Sen. Andy Kim, D-N.J., echoed Booker during an interview with NBC. If Democrats do not supply the votes for continued federal funding — signaling their opposition to Trump’s unilateral budget cuts, staff firings and restructuring of federal agencies — it would be Trump and Republicans who would be responsible for the government shutdown, Kim said.
“I would be the last person to want to get to that stage,” Kim said of a possible government shutdown. “But we are at a point where we are basically on the cusp of a constitutional crisis.”
The two Democrats’ allusion to the government shutdown in March reflects the limited options that their party has in checking Republicans, who are in control of all levers of federal government. It also shows their willingness to use the March funding deadline as a bargaining tool to limit Trump’s sweeping action in tearing apart federal agencies funded and established by Congress.

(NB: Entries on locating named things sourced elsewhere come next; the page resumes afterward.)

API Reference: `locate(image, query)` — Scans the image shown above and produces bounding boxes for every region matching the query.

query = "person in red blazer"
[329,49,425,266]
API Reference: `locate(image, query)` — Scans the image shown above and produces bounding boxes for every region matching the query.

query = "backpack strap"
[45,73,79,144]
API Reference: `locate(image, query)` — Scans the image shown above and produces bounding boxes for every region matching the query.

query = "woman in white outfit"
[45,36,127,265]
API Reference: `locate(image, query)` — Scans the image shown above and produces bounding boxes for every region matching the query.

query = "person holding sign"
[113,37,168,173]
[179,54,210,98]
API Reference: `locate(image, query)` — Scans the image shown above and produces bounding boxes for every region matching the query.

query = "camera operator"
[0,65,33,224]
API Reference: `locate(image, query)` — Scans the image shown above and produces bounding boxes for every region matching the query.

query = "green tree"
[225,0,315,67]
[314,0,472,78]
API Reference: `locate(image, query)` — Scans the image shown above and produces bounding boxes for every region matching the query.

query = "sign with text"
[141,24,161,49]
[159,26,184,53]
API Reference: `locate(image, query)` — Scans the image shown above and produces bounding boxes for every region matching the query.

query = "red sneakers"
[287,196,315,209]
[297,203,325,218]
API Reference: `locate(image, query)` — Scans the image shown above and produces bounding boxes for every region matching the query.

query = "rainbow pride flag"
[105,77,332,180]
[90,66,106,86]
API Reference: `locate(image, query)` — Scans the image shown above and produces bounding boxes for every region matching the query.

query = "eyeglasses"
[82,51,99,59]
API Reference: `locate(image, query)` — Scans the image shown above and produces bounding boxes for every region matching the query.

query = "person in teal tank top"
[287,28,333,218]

In the past three weeks, Trump has tried to shutter the U.S. Agency for International Development; ordered the federal financial watchdog, Consumer Financial Protection Bureau, to cease “all supervision and examination activity”; tried to pause all federal loans and grants; suggested that the Federal Emergency Management Agency be shut down; and paused tens of billions of dollars in energy and environmental spending authorized by Congress.
Republicans in the House have a very slim majority. Speaker Mike Johnson cannot afford to lose more than three Republican votes to pass a spending package in March that reflects varying demands of his caucus.
During the last two years of the Biden administration, when Republicans controlled the House, dozens of right-wing members of the party who wanted deep cuts to government spending rebelled against Johnson and voted against keeping the federal government funded. Johnson had to work with Democrats in passing bipartisan spending bills that maintained funding at the levels of previous years.
Rep. Hakeem Jeffries, D-N.Y., the House minority leader, said last week that he was willing to work with Republicans in passing a similar bipartisan spending bill, but only if partisan measures for defunding certain agencies were “choked off” of that bill.
However, Johnson indicated on Sunday that he had no interest in pushing through a bipartisan bill. He said he would instead work toward a Republican spending package that all 218 members of his caucus could agree on.
“The reconciliation process which we are spending all the time on right now is by design effectively a partisan exercise,” Johnson said on Fox News. He was referring to the fast-track process for budget bills that would allow Republicans to avoid a Senate filibuster, which normally requires 60 votes to end.
Some members of the House Republican caucus are still skeptical that they can agree on a bill by March 14. Rep. Chip Roy, R-Texas, said Friday that chances were “pretty low” that the Republicans could agree on a spending package by the March deadline.